De acordo com Guilherme Cassel, esse programa deverá incentivar o aumento da produção familiar em todo o país, garantindo também a qualidade da produção. Ele destacou que o valor do investimento nunca foi tão grande como neste ano. ”Para essa safra temos disponível R$ 13 bilhões que serão distribuídos em todo o país, um valor cinco vezes superior àquele disponibilizado há cinco anos”.
No estado, o ministro adiantou que cerca de 11 mil famílias serão beneficiadas com esses investimentos, principalmente a população tradicional, como ribeirinhos e quilombolas. Cassel se mostrou preocupado, porém, com a destinação desses investimentos. “Primeiro temos que garantir que essas famílias recebam esses incentivos, o que nem sempre acontece. Em seguida deveremos dar assistência técnica a eles para que não haja um endividamento desorganizado”, disse.
Preocupação ambiental
Outro alerta de Cassel é para a preservação do meio ambiente. Ele citou o exemplo de comunidades no município de Manacapuru que produzem sem devastar a floresta. O ministro afirmou também que o Amazonas tem um potencial de produção incrível e que precisa ser trabalhado. “O estado pode ser auto-suficiente na produção de alimentos, e isso deve ser a meta para os próximos anos. Esse desafio deve ser vencido com uma parceria de todos, inclusive dos movimentos sociais”, propôs.
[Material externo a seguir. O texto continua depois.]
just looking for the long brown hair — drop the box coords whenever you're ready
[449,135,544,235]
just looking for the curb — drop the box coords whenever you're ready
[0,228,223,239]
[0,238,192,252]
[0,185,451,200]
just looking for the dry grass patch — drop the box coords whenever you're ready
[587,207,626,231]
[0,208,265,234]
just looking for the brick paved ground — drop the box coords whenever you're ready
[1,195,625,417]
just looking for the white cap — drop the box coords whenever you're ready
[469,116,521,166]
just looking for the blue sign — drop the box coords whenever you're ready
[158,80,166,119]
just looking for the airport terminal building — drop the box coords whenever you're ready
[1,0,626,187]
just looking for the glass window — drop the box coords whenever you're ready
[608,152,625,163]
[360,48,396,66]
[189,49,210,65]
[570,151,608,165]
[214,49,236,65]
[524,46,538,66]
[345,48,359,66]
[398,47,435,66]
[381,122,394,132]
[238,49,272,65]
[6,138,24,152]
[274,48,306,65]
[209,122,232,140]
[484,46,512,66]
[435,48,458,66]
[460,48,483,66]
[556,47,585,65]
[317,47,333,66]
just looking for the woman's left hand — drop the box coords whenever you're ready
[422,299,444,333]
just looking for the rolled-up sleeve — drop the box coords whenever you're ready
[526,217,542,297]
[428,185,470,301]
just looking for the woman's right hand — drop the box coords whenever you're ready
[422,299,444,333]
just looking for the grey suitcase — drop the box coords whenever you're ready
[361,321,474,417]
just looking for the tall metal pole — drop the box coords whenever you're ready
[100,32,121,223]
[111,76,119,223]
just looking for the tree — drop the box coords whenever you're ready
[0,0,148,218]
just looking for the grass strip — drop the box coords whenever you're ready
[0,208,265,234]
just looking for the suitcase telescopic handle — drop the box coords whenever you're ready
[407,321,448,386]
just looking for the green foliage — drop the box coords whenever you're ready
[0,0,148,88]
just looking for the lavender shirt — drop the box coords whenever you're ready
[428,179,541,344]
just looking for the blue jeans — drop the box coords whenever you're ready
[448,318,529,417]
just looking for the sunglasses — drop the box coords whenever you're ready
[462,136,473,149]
Uma das exigências para ter acesso às linhas de crédito do Plano Safra da Agricultura Familiar é que o produtor seja portador do CCIR (Certificado de Cadastro de Imóveis Rurais), que é um documento emitido pelo Incra (Instituto Nacional de Colonização e Reforma Agrária) para comprovar a posse de terras rurais. O secretário de Produção Rural do Estado, Eron Bezerra, acredita que essa obrigatoriedade deve ser temporariamente suspensa.
Fim da exigência
Segundo Bezerra, o Amazonas possui cerca de 270 mil famílias trabalhando com agricultura familiar, mas o Incra só emitiu, até agora, 60 mil documentos. Ele defende que haja uma moratória de três anos, retirando a obrigatoriedade para que o órgão federal consiga regularizar essas famílias no cadastro. “Não podemos exigir um documento que o próprio Incra não consegue distribuir”. O documento, segundo ele, não é obrigatório para famílias que vivem em assentamentos do próprio Incra.
Eron comentou que o programa chega para expandir a produção rural do estado, que, segundo ele, já é bastante alta. Ele acredita que apenas com tecnologia e técnicas corretas de manejo é possível duplicar e até triplicar a produção oriunda da agricultura rural. “Hoje, no estado, existem 260 mil pessoas no campo. Cerca de 94% delas praticam a agricultura familiar. Isso é prova do alcance desse projeto”, disse.
Associações apóiam
Centenas de representantes de comunidades rurais e produtores estiveram presentes no ato. Faixas de apoio ao programa e algumas reivindicações foram levantadas durante a fala do ministro.
Uma das entidades presentes foi a Assagri (Associação de Agricultura Rural do Ramal do Pau Rosa) que representa 30 famílias moradoras daquela região. Para o presidente da associação, Antonivaldo de Souza, o programa chega em um momento crucial para a vida econômica da comunidade.
“Hoje trabalhamos apenas com recursos próprios, e mesmo assim produzimos cerca de 3 mil toneladas por semana de alimentos como cheiro verde e cebola. Temos o apoio de alguns órgãos estaduais, mas precisamos de muita ajuda ainda”.
Já a presidente da comunidade agrícola PA Paulão, Margareth Farias espera que esses investimentos ajudem na organização do grupo, para eliminar a figura do atravessador e possibilitar uma margem maior de lucro. A comunidade do Careiro Castanho possui 254 produtores, entre eles ribeirinhos. A produção é composta basicamente de banana e farinha e é vendida na própria comunidade.